Os principais estudos, e provavelmente também as fontes primárias, são pouco específicos em relação às espécies cultivadas pelos escravizados em seus terrenos, admitindo-se, como regra geral, a cultura de gêneros de subsistência como o milho, o feijão, a banana e as raízes, paralelamente à criação de animais e, às vezes, ao investimento em gêneros comerciais ‒ o cacau na Venezuela e o algodão nas colônias inglesas da América do Norte. Referências explícitas ao cultivo da mandioca surgem em exemplos para a Martinica, no século XVII, e para a Bahia, no XVIII, mas é evidente que ele devia ser bastante difundido no interior das roças de escravizados em todas as regiões onde era comum também fora delas, isto é, em partes do Caribe e, particularmente, no Brasil (Karasch, 2000, p. 182; Cardoso, 2009, p. 99). Os termos roça (que significava, segundo o dicionarista Raphael Bluteau, em seu Vocabulário português e latino, de 1720, “a horta ou quinta em que se semeia a mandioca”) e conuco (nome dado também à técnica agrícola ancestral que os Taino aplicavam especificamente ao plantio da mandioca), amplamente utilizados na época para designar, respectivamente, no Brasil e no Caribe espanhol, os lotes de terra concedidos aos escravizados, servem, aliás, como importantes indícios sobre o qual podia ser, nesses contextos, o gênero preferencialmente cultivado (Bluteau, 1720).

As diferenças observadas no contexto angolano se devem às particularidades da escravidão e da agricultura que se praticavam ali. Desde o início das atividades do tráfico, uma distinção bem marcada separa os “escravos em trânsito” dos “residentes”. Até que fossem dirigidos para o embarque, na ilha de Luanda, os chamados “escravos em trânsito” permaneciam junto às fortalezas e presídios portugueses, no sertão ou na cidade, e trabalhavam eles mesmos nas pequenas hortas que se estabeleciam no seu entorno para prover a alimentação estritamente local, isto é, a sua e a dos contingentes militares. Não raro, esses redutos portugueses são apontados, por esse motivo, como a própria via de inserção da agricultura da mandioca pelas terras interiores do continente (Fage; Oliver, 1975, p. 328; McNeill, 2013, p. 27). O mesmo ocorria nos barracões urbanos em que os escravos aguardavam o embarque, como teria observado Olfert Dapper em fins do XVII, a respeito do porto de Pinda, onde, como em Luanda, “escravos à espera do embarque [...] trabalhavam as roças de mandioca enquanto os navios tardavam” (Alencastro, 2000, p. 92).

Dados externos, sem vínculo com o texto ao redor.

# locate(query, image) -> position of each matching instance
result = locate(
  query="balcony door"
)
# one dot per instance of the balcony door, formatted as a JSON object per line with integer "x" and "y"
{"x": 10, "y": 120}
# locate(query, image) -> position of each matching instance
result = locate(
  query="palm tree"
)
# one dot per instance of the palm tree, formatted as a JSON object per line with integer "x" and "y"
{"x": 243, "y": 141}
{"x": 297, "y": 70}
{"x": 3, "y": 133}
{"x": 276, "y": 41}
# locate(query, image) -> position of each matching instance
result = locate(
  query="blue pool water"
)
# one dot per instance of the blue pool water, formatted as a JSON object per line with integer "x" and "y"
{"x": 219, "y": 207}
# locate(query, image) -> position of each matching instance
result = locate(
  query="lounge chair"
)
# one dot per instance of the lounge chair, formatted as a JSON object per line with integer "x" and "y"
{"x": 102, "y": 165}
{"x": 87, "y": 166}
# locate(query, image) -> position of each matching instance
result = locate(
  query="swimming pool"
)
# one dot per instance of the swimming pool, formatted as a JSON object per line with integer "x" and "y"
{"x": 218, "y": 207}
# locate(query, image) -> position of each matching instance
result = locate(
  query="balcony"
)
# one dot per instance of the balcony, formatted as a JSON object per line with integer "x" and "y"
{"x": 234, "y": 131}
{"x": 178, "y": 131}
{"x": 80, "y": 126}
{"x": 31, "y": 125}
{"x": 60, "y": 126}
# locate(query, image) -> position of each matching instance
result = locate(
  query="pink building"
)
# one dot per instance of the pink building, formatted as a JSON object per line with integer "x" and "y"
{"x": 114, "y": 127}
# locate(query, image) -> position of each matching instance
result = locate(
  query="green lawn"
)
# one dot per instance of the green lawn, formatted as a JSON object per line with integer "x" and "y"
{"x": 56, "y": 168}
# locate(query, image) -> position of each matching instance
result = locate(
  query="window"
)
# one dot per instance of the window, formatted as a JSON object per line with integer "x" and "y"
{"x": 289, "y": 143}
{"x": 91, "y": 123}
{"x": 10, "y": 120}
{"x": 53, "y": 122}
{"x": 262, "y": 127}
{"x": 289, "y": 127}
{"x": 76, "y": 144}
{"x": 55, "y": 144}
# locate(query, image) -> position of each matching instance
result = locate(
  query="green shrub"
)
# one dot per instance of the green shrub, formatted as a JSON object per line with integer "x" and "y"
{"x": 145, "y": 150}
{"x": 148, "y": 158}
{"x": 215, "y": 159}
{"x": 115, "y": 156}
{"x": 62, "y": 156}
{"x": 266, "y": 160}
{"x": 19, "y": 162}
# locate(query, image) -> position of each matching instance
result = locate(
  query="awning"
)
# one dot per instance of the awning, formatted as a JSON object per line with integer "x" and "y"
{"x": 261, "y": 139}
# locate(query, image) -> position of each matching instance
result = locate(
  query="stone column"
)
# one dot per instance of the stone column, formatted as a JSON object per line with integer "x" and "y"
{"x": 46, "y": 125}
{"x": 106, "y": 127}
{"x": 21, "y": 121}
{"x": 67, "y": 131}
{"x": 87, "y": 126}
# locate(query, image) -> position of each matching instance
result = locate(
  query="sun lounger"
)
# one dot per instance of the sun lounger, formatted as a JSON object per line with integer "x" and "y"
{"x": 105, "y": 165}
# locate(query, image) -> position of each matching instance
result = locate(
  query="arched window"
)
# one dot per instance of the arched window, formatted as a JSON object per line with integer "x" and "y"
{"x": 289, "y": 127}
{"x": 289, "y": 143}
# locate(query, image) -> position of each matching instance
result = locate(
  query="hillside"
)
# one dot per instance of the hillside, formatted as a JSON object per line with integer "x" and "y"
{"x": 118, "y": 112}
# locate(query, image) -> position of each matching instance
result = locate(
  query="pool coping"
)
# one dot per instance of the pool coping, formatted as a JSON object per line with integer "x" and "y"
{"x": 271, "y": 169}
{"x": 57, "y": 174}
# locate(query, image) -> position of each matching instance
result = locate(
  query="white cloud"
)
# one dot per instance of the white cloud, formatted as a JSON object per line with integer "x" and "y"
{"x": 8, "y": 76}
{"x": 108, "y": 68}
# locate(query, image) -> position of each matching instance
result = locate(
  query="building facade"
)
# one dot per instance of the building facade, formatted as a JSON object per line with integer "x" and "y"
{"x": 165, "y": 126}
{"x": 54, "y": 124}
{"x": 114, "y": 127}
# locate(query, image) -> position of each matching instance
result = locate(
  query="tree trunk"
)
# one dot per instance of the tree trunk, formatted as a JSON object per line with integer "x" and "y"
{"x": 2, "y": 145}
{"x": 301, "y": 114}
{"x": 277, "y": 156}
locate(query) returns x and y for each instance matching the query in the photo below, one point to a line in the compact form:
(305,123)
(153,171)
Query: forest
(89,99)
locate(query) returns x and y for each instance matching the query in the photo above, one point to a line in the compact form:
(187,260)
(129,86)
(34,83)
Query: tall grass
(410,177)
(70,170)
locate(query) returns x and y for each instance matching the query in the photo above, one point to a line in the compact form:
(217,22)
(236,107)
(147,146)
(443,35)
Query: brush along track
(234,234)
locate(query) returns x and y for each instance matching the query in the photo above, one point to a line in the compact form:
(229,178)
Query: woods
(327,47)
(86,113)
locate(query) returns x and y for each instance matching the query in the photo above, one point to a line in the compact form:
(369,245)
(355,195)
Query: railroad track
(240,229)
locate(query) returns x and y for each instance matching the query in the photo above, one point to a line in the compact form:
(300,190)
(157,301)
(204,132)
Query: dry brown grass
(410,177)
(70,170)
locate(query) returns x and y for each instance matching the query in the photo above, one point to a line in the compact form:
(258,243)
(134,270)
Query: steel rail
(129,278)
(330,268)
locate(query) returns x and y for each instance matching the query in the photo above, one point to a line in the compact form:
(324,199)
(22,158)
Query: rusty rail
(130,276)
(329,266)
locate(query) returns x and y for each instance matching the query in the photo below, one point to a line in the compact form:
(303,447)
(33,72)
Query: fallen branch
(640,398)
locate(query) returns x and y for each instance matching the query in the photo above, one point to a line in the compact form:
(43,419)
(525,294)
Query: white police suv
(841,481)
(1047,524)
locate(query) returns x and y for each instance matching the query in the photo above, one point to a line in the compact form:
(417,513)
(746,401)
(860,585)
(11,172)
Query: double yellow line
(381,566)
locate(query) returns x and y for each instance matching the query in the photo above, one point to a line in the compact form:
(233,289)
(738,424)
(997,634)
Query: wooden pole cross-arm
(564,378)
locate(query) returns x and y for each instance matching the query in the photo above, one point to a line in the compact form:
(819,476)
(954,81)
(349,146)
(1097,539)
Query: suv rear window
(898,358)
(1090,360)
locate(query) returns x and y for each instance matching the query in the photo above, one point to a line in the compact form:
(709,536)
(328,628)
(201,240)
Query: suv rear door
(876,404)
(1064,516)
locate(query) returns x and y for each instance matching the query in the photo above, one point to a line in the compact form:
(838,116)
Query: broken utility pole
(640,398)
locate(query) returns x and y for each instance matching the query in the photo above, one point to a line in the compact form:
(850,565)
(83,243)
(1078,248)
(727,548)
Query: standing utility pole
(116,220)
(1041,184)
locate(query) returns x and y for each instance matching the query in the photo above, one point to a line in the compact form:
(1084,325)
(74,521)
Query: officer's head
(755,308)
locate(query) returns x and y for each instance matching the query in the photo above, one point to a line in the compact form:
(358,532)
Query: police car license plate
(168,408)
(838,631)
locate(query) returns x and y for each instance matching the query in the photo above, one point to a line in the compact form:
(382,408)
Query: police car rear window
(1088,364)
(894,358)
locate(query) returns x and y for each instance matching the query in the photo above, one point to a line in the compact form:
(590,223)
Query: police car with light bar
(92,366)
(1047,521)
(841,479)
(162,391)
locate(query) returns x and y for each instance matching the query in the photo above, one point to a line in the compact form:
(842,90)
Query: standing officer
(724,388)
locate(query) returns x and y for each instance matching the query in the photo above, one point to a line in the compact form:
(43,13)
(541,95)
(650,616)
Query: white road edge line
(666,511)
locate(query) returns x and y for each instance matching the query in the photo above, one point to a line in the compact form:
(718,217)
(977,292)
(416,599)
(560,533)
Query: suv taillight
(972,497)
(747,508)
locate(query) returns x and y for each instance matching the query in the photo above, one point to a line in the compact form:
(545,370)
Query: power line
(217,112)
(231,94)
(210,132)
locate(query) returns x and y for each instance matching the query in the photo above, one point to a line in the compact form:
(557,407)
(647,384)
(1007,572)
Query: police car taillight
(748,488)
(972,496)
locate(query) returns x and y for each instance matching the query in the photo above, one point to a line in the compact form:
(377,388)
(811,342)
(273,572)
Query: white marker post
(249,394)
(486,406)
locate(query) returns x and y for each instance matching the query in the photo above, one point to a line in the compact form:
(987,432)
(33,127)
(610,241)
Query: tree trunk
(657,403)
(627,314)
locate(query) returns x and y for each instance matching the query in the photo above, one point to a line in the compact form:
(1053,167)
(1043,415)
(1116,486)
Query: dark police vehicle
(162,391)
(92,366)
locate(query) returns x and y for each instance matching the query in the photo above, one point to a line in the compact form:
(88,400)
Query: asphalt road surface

Apesar de alguns esforços iniciais em torno do cultivo do algodão e da cana, a administração portuguesa não conseguiu estabelecer em Angola qualquer produção significativa de bens agrícolas de exportação e toda a agricultura comercial era a de alimentos, que acontecia no interior dos arimos e se destinava ao abastecimento dos exércitos e do tráfico. Nessas terras, como explicou Caldeira, “vão ser utilizadas não apenas a mão de obra como as próprias práticas agrícolas e os conhecimentos técnicos tradicionais do continente africano”. Às vezes, os donos dos arimos habitavam-nos permanentemente, ou pelo menos por uma parte do ano, mas muitos deles “raramente punham os pés lá”. Nessas ocasiões, toda a produção dos “escravos dos arimos”, que compunham a totalidade de sua força de trabalho, e uma importante parcela dos escravizados residentes em Angola, era orientada “por um feitor e homem de confiança, o maculuntu, que em geral era ele próprio escravo” (Caldeira, 2014, p. 30). Esse tipo de produção, segundo a qual os nobres europeus locais faziam plantar a mandioca exclusivamente por seus escravizados, diferia essencialmente, como lembrou Vansina, da situação em Loango, Soyo, em Lifune e Onzo, onde logo a mandioca será plantada por camponeses livres em seus próprios campos (Vansina, 1997, p. 258). As técnicas empregadas nessa produção, nesses e em outros contextos, são assunto da próxima seção.

Engenhos de farinha

Pelo menos desde 1988, quando o reconhecimento legal da dimensão “imaterial” dos bens culturais impulsionou a constituição, no Brasil e no Caribe, dos diversos grupos de pesquisa, registro e salvaguarda dos “modos de fazer farinha”, uma compreensão comum tem marcado a maior parte da produção acadêmica que lida com o tema.8 Entre os historiadores, frequentemente mais dispostos a lidar com a questão de suas transformações no tempo, vale mencionar os textos de Manoela Pedrosa (2014), Manuela Braganholo (2017) e Juciene Apolinário (2019), para ficar em apenas alguns exemplos de análises muito distintas em termos de campo de observação, porém bastante próximas no tipo de leitura que oferecem sobre as tecnologias de beneficiamento da mandioca, marcadas, no longo prazo, sempre pelo signo da continuidade. O esforço justo em fazer notabilizar a dimensão real do conhecimento nativo na construção do Novo Mundo e talvez algum desconhecimento em termos de documentação parecem ser os principais motivos pelos quais pouco espaço tenha sido dedicado, pelo menos no campo dos estudos históricos, às transformações impostas aos métodos tradicionais de fazer farinha através dos tempos.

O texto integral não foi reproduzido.